Apple supports SB 244 as it “includes requirements that protect individual users’ safety and security as well as product manufacturers’ intellectual property,” reads a section of its letter sent to California State Senator Susan Talamantes Eggman.
Apple supports California’s Right to Repair Act so all Californians have even greater access to repairs while also protecting their safety, security, and privacy. We create our products to last and, if they ever need to be repaired, Apple customers have a growing range of safe, high-quality repair options.
Apple statement to TechCrunch
TechCrunch adds that Apple is so far the only major company to support SB 244, which if passed will require consumer electronics and some home appliances to be independently repairable by the average user.
Apple’s support for California’s Right to Repair Act demonstrates the power of the movement that has been building for years and the ability for industries to partner with us to make good policy to benefit the people of California.

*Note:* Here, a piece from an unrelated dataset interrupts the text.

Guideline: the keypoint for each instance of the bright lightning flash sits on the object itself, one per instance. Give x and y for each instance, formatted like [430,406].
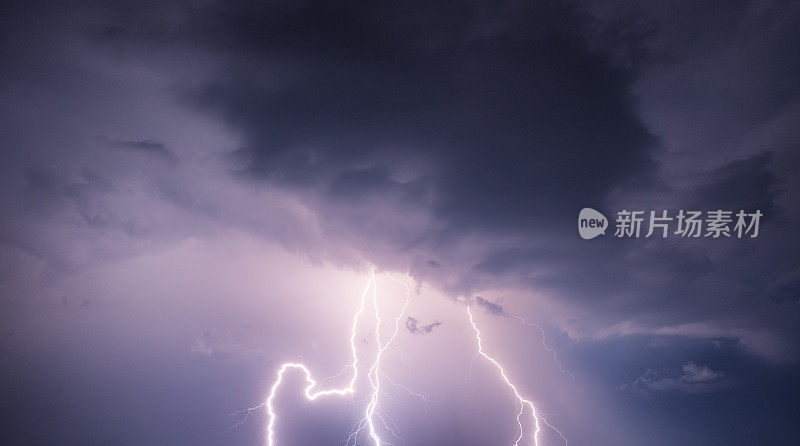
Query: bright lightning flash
[374,374]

I’m grateful for their engagement on this issue and for leading among their peers when it comes to supporting access to repair.
iFixit reports that products falling within the price range of $50 to $99.99, must have their parts, tools, and documentation provided by their respective manufacturers in California for a duration of three years following the product’s final manufacturing date. In the case of products exceeding $99.99, repair resources must remain accessible for a period of seven years. These conditions are designed to prevent manufacturers from discontinuing product repair assistance immediately after the expiration of the product’s warranty period.
The number of manufacturers-friendly compromises included in SB 244 likely secured Apple’s support for the bill. For example, the bill includes a provision that exempts manufacturers from the obligation to provide tools, components, and documentation for any element that could potentially deactivate or bypass anti-theft security features, meaning that Apple could elect not to provide repair components for seemingly sensitive parts such as Face ID or Touch ID.
SB 244 also stipulates that non-authorized repair facilities must explicitly disclose whether they are employing replacement parts sourced from the original manufacturer or not. This implies that an independent California-based iPhone repair shop would need to either obtain parts directly from Apple or explicitly inform customers if the repair involves non-genuine or used components that are often pulled from other used devices.